Descours & Cabaud Lathe - France
Descours & Cabaud was, apparently, an old Lyon-based manufacture company that still exists - but in a different sector of activity. Based in St. Etienne, just down the road from Lyon, this was an area once at the heart of much of France's industrial manufacturing. However, if the machine was made by Descours & Cabaud, or "badge-engineering" from another maker in that area, is uncertain.
Dating from the 1940s to early 1950s, the conventionally but heavily-built backgeared and screwcutting lathe shown below - one amongst several models known to be connected with the Descours & Cabaud name - had a centre height of 125 mm and accepted around 400 mm between centres. The lathe was carried on two cast-iron plinths, with both the larger headstock and smaller tailstock ends each having two small, open storage compartments.

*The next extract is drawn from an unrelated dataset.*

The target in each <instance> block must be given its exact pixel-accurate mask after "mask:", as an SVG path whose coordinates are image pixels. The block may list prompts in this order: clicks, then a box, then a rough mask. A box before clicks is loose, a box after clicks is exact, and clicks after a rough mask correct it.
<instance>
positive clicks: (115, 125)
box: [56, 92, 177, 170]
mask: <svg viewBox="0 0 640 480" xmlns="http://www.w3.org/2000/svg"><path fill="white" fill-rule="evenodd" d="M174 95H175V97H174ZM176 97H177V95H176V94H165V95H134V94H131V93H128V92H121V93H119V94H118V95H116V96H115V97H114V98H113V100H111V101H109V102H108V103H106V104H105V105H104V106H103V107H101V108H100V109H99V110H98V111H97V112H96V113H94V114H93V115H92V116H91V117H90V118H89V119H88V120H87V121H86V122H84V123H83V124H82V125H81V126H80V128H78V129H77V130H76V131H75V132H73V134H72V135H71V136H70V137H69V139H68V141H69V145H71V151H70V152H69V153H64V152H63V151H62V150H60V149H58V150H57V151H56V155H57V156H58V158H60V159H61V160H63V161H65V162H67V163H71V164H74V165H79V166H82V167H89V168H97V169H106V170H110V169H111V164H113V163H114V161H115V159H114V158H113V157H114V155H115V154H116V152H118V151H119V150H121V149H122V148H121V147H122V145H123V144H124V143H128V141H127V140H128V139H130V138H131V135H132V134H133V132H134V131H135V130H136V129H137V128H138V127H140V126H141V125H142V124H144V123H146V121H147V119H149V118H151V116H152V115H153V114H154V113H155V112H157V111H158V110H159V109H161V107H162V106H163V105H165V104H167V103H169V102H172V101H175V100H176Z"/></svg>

Flat-topped, the bed featured English-type narrow vertical ways guiding a carriage with long, symmetrical wings and a centrally positioned cross slide. Both cross and top slide had their feed screws fitted with bronze micrometer dials of a decent size - unusual for the period on a lathe of this class - though the travel of both appears to have been rather short, especially that of the top slide which had just three widely spaced gib strip adjustment screws. However, one useful feature was a built-in, indexing 4-way toolpost, its ratchet being quickly released by what was, quite possibly, a unique feature - the writer has never seen another - a knob on slide's front face.
The spindle, running in bronze bearings secured by two-bolt-caps, was bored through to clear a diameter of 18 mm and driven from a well-engineered, oil-well lubricated countershaft bolted to the back of the bed. Drive from motor to countershaft was by a single-step flat pulley - and from countershaft to the headstock spindle via a 3-step cone pulley - each of the two belts being around 30 mm wide. Six speeds were available, these likely to have spanned something like 50 to 700 r.p.m. - though the blue-painted lathe below has a claimed conversion to eighteen that spanned 43 to 2000 r.p.m. To slacken the final-drive belt in order to change speeds, a handwheel was provided on the face of the bed immediately below the headstock; this, working through a screw thread, simply moved the countershaft forwards and backwards with the same mechanism also fitted to some versions of the Myford 4-inch Precision, a lathe also made during the 1940s.
Screwcutting was arranged by the expected set of fourteen changewheels (including a 127t metric/English transposing gear), these working through a robust-looking tumble-reverse mechanism. The arrangement allowed for the generation of thirteen metric pitches from 0.5 to 5 mm and twenty Whitworth (inch) from 6 to 36 t.p.i. (threads per inch).
Fitted with a No.2 Morse taper spindle - locked by that rather nasty system, a bolt clamping down on a slit cut into the casting - the tailstock could be set over for the turning of slight tapers. A clue to the lathe's age can also be taken from the provision of a dipper rod and oil reservoir to lubricate the back centre - though originally this would have been filled not with oil but with highly poisonous liquid white lead.